As I set out, the Air Tahiti Nui boarding pass in my hand felt like a winning lottery ticket.
Touring the Island
I arrived into Papeete early in the morning. Instead of awkwardly loitering in the hotel lobby waiting for check-in, I decided to take a tour of the west coast of the island with “Unique Tahiti” tours. Truth be told, Tahiti itself is not as stunning as her alluring sister, Mo’orea, but to dabble in the island’s fascinating history for a few hours is a must.
Tracey, my tour guide, was tall, nimble, and bright-eyed. She possessed an encyclopedia’s worth of knowledge about French Polynesia, filling my head with stories about France’s nuclear testing program, the island’s traffic problems and it’s burgeoning wine scene.
We toured the Tiare valley, Vaimahuta waterfall, black sand beaches, and historical sites. We went shopping for black pearls. And at the end of my tour, Tracey dropped me at my hotel lobby with a much better understanding of this exotic archipelago.
Tahiti Ia Ora Beach Resort
My hotel, formerly known as the Le Meridien Tahiti, was exactly as I had expected it to be. White sand beach, pools, and restaurants. But most important of all…overwater bungalows.
As a kid, I would have sold my liver to spend one night in an overwater bungalow. Twenty years later, I finally did (with liver intact). Each of the resort’s bungalows has a private entrance, charming interior and unrivalled back patio view of crystal-clear water spanning in every direction.
Swimming with Sharks on Mo’orea
After a day of lazing at the beach, and a semi-disastrous day of scuba diving (courtesy of the Indo-Pacific ‘Man o’ War’), I decided to spend my final day visiting Mo’orea
My hotel arranged for me to join a ‘Motu Picnic’ day excursion off the coast of Mo’orea. To meet the tour group, I needed to take a short 45-minute ferry ride to the island and catch a bus to the boat launch point. As I rode on the front deck of the ferry, the jagged volcanic edges of Mount Routi rose out of the turquoise sea becoming grander and more impressive by the minute.
Tahiti was perfect in every way until I laid eyes on Mo’orea. Now it humbled in comparison.
I boarded a much smaller boat, and we cruised along the northern shore of Mo’orea. After an hour of jaw-dropping scenery, our boat stopped in an area of shallow water teeming with more reef sharks and sting rays than I could count. The boat captain urged everyone to hop in for a swim.
At first, only the most daring souls took the plunge. Once I was comfortably sure that it would not turn into a blood bath, I couldn’t resist joining in.

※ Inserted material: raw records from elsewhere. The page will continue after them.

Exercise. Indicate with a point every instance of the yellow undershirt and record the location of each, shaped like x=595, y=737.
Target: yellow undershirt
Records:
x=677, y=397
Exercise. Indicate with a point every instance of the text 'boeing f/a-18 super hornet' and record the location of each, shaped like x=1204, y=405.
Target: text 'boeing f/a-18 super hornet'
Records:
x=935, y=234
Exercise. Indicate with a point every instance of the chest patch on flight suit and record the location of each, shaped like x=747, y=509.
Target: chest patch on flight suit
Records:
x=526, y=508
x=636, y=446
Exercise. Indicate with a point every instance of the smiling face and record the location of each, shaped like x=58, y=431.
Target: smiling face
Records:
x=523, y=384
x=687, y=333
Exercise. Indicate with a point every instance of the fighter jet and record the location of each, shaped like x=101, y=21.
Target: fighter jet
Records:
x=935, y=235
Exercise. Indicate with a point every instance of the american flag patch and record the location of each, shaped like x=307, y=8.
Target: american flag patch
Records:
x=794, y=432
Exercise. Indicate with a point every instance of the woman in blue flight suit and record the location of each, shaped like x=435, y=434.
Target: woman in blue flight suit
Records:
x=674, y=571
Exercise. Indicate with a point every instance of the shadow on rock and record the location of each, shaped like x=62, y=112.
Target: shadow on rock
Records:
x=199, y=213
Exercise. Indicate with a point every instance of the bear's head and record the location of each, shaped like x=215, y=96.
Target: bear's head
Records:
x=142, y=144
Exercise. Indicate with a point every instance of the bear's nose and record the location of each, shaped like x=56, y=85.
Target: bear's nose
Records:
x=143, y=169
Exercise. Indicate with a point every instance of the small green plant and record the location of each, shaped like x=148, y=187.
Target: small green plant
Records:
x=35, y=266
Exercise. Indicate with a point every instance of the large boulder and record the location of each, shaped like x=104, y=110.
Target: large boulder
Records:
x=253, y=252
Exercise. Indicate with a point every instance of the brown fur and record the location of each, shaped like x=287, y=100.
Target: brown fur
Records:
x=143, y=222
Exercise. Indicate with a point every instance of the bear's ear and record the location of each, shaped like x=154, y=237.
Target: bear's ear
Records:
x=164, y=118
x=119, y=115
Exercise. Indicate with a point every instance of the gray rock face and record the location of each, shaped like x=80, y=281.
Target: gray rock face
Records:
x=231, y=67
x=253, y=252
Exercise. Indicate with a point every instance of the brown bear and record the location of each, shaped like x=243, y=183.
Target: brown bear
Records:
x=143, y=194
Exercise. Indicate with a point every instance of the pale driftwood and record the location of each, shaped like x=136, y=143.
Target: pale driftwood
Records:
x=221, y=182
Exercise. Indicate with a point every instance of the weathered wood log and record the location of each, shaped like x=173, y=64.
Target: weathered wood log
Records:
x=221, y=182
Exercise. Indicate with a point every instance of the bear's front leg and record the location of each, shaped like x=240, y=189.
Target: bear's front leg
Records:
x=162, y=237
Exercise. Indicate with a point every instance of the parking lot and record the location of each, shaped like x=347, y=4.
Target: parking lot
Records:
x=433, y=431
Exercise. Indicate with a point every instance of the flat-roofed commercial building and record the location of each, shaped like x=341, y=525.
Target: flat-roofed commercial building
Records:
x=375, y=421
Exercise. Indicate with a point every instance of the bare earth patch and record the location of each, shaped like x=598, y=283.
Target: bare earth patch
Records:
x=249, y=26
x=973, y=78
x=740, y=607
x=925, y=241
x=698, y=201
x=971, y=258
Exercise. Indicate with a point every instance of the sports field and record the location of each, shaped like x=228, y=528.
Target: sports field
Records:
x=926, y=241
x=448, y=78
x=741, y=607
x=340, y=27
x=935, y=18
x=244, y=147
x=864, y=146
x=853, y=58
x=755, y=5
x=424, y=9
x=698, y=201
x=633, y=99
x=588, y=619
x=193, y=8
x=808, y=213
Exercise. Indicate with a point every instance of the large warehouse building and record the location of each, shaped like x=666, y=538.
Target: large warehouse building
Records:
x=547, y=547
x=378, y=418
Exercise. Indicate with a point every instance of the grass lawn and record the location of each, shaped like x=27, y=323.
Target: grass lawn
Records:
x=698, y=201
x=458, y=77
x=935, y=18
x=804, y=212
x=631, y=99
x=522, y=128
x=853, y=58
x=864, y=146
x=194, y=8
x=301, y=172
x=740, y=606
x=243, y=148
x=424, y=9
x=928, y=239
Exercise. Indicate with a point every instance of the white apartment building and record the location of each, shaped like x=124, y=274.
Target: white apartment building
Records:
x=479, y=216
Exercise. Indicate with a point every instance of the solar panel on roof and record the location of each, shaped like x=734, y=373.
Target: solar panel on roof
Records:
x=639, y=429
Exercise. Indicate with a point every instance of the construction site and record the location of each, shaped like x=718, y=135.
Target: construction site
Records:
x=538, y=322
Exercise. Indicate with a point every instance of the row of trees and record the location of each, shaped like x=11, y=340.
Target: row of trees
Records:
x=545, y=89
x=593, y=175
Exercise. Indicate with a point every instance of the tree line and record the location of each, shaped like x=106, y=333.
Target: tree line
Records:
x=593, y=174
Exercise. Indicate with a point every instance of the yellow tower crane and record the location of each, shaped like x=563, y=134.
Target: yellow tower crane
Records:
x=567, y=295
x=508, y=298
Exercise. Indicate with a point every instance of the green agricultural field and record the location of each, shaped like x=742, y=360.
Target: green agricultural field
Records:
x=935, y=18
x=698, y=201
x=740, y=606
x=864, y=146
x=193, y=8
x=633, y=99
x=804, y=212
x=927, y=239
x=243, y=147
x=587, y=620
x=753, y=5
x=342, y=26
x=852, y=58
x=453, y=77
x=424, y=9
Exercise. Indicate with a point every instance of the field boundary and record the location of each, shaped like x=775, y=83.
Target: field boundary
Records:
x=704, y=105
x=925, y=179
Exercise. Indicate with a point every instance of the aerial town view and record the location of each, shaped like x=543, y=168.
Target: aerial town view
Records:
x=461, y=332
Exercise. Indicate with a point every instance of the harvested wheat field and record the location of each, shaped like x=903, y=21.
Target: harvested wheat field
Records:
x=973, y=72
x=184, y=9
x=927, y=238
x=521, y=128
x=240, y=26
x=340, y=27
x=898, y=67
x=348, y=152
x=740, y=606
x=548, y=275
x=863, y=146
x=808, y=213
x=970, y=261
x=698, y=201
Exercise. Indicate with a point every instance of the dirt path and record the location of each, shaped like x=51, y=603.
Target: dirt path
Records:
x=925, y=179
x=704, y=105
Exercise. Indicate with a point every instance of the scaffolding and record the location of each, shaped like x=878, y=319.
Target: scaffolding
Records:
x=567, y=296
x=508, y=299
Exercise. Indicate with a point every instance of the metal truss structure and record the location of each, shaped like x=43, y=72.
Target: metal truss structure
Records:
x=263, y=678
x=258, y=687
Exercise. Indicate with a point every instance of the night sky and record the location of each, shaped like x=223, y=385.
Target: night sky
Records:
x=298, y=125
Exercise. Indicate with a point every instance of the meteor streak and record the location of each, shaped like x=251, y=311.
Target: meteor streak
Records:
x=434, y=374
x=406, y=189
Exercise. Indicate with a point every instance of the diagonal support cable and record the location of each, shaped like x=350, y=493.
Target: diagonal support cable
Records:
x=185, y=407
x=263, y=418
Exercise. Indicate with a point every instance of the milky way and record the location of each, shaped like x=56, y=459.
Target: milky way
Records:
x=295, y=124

Motu Fareone – An Uninhabited Island
The final stop on our tour was an uninhabited islet called Motu Fareone. As our boat reached shore, we were told to go explore. “Just don’t get lost and be back for a barbecue in an hour.”
So I went, wandering through sprawling coconut groves, to deserted coral sand beaches. I ventured to the far edge of the islet. There was not a soul in site.
The scenery couldn’t have been more idyllic, or the water more blue.
Sitting at the water’s edge, the gentle trade winds rolled off the sea. They rustled the palm leaves and shook the pine needles, sounding oh-so unlike the violent winds at home. It called attention to how far I had come to stand at this spot. Like Robinson Crusoe. Or Lord of the Flies. This was a deserted, alien land. And for a moment, I wondered what it would be like if they left me here.
That night I returned to Tahiti, back to my bungalow. And the next day, back to “civilization”, to chaos, to abundant grey. But I couldn’t get the sound of the wind or the vibrant colours of the South Pacific out of my head.
I am actively plotting my return to that little Motu at the edge of the abyss.